Sunday 23 February, 2020

Blind paralympic athlete triumphs over ‘impossible’ odds

Jason Brown during training for the Gold Coast 2018 Commonwealth Games. Photo via Dr Sani Rittol, Facebook.

Jason Brown during training for the Gold Coast 2018 Commonwealth Games. Photo via Dr Sani Rittol, Facebook.

Nineteen-year-old Jason Brown doesn't need 20/20 vision to see the proverbial handwriting on the wall: if he doesn't get a job soon, he is destined to suffer. 

And that would be a shame because the Salvation Army School for the Blind and Visually Impaired student worked like a beast to rack up passes in the recent Caribbean Secondary Education Certificate (CSEC) examination.

He got four subjects, Social Studies, Principles of Business, Office Administration and English Language. 

With the help of readers who helped him with the texts, his own diligent research and a worn out audio copy of his Social Studies text, Brown toiled many nights studying his Braille textbooks to graft out those deserving passes.

However, life is not about what you deserve. At times, life is just what it is. 
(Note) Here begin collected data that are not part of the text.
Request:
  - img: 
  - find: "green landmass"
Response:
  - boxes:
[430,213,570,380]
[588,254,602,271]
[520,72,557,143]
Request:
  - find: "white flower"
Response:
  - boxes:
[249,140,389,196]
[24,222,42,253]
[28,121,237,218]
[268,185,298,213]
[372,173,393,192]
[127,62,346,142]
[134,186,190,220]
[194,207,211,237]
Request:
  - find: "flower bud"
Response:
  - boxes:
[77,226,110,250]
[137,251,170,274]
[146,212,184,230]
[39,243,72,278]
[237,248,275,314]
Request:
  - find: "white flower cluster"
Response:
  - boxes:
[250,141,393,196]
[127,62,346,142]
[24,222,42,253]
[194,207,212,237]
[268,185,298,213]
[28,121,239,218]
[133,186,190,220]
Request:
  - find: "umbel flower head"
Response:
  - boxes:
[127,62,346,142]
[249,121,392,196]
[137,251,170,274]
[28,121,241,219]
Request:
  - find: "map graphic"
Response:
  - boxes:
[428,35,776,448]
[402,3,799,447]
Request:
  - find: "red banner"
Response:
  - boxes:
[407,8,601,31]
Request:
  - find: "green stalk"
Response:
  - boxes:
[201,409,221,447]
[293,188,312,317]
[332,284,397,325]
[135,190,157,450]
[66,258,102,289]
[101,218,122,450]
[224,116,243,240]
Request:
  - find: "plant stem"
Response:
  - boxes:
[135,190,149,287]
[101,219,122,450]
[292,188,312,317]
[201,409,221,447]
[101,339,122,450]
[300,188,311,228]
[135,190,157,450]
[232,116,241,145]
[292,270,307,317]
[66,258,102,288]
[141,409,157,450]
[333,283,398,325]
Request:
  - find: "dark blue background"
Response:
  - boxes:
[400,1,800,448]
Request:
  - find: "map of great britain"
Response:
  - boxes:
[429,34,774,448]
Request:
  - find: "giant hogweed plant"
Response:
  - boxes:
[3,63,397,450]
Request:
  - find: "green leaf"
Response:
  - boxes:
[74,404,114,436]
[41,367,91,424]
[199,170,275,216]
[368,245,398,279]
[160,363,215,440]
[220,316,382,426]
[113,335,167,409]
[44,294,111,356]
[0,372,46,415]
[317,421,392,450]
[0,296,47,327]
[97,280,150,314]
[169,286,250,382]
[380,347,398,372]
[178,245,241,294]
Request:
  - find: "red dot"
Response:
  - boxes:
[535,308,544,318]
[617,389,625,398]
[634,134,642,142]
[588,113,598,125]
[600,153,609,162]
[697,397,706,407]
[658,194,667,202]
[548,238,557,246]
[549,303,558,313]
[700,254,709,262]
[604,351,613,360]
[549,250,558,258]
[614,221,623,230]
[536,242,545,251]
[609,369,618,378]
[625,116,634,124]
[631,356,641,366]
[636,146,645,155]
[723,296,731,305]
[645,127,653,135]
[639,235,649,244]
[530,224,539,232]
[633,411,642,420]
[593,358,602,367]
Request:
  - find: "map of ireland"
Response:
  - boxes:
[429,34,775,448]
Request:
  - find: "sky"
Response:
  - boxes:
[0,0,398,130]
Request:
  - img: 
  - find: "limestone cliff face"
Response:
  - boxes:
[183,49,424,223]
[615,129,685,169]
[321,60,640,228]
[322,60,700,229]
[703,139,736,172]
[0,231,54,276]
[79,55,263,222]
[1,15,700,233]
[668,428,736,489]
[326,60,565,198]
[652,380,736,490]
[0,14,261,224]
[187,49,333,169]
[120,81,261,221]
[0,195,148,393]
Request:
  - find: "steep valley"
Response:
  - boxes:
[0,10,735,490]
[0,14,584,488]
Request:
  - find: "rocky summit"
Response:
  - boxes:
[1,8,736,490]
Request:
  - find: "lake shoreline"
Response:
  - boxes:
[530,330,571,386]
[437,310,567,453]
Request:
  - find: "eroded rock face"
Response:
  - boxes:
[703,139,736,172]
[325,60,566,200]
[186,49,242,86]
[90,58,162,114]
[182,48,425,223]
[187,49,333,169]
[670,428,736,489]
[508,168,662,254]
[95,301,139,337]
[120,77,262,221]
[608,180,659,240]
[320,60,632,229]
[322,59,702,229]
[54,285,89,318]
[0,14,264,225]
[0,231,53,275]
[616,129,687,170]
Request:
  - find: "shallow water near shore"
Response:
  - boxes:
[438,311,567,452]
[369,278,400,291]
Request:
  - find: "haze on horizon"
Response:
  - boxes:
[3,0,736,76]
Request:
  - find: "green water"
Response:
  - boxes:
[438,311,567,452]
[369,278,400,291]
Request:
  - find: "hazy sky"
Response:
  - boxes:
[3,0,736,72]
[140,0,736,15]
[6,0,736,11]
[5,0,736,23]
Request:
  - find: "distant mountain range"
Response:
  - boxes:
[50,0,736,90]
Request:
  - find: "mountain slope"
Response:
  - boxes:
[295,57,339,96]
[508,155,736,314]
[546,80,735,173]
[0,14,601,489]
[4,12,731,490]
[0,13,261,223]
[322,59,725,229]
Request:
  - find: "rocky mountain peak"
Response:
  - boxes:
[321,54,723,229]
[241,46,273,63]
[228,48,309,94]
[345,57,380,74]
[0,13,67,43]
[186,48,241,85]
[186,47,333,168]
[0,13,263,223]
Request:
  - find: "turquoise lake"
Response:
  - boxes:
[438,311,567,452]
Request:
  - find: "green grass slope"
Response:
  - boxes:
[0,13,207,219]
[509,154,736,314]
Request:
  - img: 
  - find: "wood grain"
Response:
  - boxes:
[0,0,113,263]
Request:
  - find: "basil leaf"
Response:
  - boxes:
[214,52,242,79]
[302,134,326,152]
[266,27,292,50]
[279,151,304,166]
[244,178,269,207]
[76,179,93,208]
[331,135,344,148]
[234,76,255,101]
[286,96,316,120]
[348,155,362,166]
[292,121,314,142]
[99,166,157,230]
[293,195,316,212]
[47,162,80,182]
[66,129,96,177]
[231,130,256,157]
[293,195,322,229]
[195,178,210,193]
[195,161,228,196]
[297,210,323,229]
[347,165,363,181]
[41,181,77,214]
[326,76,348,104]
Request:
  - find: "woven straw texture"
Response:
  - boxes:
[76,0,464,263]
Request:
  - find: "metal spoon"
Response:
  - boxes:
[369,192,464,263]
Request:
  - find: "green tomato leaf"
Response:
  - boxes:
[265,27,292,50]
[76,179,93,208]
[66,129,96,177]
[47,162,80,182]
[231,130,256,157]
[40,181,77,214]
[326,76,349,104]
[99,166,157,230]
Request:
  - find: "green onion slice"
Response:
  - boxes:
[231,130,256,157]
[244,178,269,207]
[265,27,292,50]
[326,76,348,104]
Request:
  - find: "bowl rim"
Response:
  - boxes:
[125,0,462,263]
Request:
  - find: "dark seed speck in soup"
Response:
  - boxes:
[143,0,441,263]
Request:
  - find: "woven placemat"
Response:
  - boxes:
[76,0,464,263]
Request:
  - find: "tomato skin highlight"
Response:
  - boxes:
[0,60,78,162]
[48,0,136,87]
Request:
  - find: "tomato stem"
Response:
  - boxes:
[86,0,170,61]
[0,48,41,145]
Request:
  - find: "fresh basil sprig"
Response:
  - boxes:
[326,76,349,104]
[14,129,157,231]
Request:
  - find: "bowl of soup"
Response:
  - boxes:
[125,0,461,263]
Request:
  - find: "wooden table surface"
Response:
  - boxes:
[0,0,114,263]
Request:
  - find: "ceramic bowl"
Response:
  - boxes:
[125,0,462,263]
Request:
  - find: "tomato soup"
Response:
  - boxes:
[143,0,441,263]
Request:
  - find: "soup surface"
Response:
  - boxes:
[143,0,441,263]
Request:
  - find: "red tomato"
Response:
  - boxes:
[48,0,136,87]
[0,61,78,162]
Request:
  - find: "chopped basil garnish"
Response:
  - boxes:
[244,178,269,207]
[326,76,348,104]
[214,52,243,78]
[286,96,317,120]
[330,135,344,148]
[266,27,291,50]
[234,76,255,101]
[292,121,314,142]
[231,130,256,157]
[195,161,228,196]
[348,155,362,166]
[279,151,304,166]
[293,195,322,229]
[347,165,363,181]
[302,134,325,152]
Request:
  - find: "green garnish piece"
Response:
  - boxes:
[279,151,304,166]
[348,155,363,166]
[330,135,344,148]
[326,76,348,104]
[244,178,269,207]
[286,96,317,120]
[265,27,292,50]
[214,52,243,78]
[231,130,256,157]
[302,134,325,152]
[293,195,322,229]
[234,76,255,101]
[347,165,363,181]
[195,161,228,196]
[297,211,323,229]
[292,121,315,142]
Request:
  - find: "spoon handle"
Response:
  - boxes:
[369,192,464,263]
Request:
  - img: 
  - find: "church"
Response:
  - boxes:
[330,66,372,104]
"I need a job right now. I like the rougher part of the work, I will deliver mail in the office, I can handle myself without bumping up into any furniture, I can use my hands and my eyes," he told Loop reporter Claude Mills.  

Brown is 50 per cent impaired in both his eyes.

He graduated on July 4th of this year, and now he is seeking his own independence - a state that is hard to achieve given that his life has taken a dramatic turn towards potential disaster.

And if it were not for the intervention of his 'mother-in-law' Deon Fowler, he would be homeless. 

"His mother kicked him out of the house, Jason did not want to elaborate and tell you more, he had a terrible argument out with his stepfather, and his mother kicked him out," Fowler explained. Brown is dating her daughter and has moved into her Riversdale, St. Catherine home. 

Despite his problems, Brown remains stoic. 

"Right now, I am like an orphan. I don't have any parents, my father abandoned me when I was young, and my mother has now abandoned me in a sense because I had an argument with my stepfather over my girlfriend, and now that mi graduate, she say mi need to go on my own," he said.

He has a wonderful gift for understatement. As editors are fond of saying, he knows how to bury the lede and rarely talks about his most significant attributes - his athletic ability.

Jason Brown receiving his bronze medal for  the T12 100m at the Para Pan games in Brazil. Photo via Jamaica Paralympic Association.

The humble Brown is a storied member of Jamaica's Paralympic team. 

He won bronze in the 100m at the Sao Paulo Para Pan American Youth Games in March 2017 in Brazil, one of Jamaica’s first medals at an international youth games. 

He topped that feat when he won a silver in the 100m, and a bronze in the 400m at the Junior Para Athletics Worlds championships in Nottwil, Switzerland in August 2017. He also participated in the Senior Para World championships but he was injured at the time. 

"I explained my problems to my track and field coach who sent an email to the Paralympic Association to get me help, so I am hopeful that things will get better. I have applied for several jobs at major companies. Please I just want to be able to help myself; the world is such a tough place," he said.